Table: Classification of proteoglycans based on the nature of their glycosaminoglycan chains

GlycosaminoglycansSmall proteoglycansLarge proteoglycans
Chondroitin sulfate/Dermatan sulfateDecorin, kDa=36, Biglycan, kDa=38Versican, kDa=260-370
Heparan sulfate /chondroitin sulfateTestican, kDa=44Perlecan, kDa=400-470
Chondroitin sulfateBikunin, 25 kDaNeurocan, kDa=136
Aggrecan, kDa=220
Keratan sulfateFibromodulin, kDa=42, Lumican, kDa=38

     The completely formed proteoglycans are then exported to extracellular matrix space by secretory vesicles. In gingival tissue, dermatan sulfate is the predominant glycosaminoglycan accounting up to 60% of the total.
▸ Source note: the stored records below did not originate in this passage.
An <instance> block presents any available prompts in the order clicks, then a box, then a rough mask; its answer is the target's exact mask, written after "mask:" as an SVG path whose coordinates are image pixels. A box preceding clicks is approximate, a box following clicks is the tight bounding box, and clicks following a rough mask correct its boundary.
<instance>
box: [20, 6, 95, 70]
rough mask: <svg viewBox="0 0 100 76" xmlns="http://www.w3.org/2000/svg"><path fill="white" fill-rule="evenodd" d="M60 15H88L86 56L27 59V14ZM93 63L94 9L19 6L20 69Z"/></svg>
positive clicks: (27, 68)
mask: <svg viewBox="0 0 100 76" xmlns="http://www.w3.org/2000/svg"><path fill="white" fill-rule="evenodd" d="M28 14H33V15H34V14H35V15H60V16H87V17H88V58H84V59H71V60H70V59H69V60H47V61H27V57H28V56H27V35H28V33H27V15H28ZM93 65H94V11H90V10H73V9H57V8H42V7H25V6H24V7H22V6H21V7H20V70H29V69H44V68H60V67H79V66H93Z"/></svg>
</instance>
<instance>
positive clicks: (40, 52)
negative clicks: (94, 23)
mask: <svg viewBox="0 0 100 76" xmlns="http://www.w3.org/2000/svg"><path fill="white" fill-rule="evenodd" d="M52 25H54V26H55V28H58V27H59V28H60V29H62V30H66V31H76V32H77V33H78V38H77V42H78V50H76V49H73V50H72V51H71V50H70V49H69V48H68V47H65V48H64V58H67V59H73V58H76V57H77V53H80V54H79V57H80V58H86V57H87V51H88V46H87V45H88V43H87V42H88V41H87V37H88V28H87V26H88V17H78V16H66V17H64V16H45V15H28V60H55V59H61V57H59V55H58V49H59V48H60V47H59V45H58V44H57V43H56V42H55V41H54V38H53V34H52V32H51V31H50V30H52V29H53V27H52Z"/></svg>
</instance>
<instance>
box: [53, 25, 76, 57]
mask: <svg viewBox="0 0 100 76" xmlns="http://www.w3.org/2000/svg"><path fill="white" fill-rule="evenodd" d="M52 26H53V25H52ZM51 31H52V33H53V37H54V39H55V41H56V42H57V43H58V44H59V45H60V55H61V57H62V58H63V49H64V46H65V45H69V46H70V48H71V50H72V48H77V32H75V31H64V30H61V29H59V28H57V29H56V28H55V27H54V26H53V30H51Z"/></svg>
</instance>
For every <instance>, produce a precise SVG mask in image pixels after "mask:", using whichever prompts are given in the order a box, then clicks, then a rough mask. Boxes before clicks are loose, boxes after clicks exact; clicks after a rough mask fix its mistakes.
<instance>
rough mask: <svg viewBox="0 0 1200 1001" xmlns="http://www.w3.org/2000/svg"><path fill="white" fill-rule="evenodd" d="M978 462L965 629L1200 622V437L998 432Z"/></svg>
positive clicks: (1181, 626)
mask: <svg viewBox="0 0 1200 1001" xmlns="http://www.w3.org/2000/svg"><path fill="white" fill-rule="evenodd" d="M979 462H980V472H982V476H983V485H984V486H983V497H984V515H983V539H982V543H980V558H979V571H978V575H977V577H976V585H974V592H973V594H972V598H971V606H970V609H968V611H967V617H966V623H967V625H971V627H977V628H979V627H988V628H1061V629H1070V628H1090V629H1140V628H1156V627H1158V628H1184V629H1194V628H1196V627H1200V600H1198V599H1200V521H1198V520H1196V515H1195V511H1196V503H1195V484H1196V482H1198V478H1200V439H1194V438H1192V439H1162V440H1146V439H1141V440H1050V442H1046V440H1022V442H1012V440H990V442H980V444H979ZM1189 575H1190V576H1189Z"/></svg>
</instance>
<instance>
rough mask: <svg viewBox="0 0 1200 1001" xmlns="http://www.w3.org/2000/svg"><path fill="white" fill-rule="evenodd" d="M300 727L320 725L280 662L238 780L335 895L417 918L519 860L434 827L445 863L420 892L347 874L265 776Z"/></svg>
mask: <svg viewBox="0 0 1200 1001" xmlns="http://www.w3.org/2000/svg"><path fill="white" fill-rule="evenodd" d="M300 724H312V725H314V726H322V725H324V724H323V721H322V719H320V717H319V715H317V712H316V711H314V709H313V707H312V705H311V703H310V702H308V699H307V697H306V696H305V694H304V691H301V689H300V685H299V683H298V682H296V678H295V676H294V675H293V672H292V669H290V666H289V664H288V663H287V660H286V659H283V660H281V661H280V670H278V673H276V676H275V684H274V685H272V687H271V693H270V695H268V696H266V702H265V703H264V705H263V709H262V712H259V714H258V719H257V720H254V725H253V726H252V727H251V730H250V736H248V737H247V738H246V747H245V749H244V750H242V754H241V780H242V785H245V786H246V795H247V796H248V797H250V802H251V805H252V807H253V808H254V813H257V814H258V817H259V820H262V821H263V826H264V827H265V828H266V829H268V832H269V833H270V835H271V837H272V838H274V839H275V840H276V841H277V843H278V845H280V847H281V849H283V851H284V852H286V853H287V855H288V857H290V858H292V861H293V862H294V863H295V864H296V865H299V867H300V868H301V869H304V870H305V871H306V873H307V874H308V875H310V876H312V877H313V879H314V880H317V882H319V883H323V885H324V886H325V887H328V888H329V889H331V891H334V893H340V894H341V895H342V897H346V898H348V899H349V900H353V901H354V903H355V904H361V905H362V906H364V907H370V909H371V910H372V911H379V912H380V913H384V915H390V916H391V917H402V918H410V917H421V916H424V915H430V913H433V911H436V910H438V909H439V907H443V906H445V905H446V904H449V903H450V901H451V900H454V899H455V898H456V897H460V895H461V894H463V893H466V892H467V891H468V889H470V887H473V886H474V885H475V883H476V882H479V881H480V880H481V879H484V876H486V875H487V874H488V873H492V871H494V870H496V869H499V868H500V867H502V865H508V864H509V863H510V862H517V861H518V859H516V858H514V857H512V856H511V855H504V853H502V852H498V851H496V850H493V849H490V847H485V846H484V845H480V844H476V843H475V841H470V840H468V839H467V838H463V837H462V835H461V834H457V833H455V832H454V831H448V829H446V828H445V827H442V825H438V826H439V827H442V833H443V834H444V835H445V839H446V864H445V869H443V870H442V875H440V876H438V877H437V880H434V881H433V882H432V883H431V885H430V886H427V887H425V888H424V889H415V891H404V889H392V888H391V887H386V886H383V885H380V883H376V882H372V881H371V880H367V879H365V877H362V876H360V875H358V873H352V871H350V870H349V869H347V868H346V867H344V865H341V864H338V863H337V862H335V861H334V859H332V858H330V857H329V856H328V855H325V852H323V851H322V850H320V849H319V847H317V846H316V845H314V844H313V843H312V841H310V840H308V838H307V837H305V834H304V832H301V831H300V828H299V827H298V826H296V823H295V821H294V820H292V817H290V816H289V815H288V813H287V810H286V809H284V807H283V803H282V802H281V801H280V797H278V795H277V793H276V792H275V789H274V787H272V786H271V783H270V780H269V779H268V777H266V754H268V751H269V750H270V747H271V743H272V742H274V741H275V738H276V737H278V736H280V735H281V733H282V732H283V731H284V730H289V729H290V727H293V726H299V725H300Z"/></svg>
The remaining components include hyaluronic acid, heparan sulfate and chondroitin sulfate 188, 189. Initially, proteoglycans were considered as an inert cementing substance, but now it is clear that because of their charged nature, they are highly hydrated and are capable of interacting with a wide variety of matrix and cell surface components, which is vital for the maintenance of normal tissue function.


Elastin is another important structural protein found in the extracellular matrix (ECM) of gingival connective tissue. The elastin formation, also known as elastogenesis, takes place through the assembly and cross-linking of the protein tropoelastin. As discussed in the synthesis of collagen, the expression of genes encoding for elastin result in the formation of tropoelastin. The tropoelastin inside the cell, then associates with the elastin binding protein (EBP) and this complex is secreted out from the cell surface. The elastin binding protein (EBP) then dissociates from the tropoelastin molecule and re-enters the cell. The interchain covalent crosslinking system present in elastin is similar to that of collagen. Tropoelastin aggregates are oxidized by lysyloxidase leading to cross-linked elastin. Elastin plays a key structural role in elastic tissues, including arteries, skin, ligament, cartilage and tendons where it is found in high concentrations 190. It is also present in the connective tissue of oral mucosa and attached gingiva. A limited content of elastin is present in the periodontal ligament.


The gingival connective tissue is composed of cellular and extracellular components, both of which are very essential for the maintenance of homeostasis in the periodontal arena. In the above discussion, we studied various cellular and extra cellular components of the gingival connective tissue. With this basic knowledge now we can study other important components of the periodontium like periodontal ligament, cementum, and alveolar bone.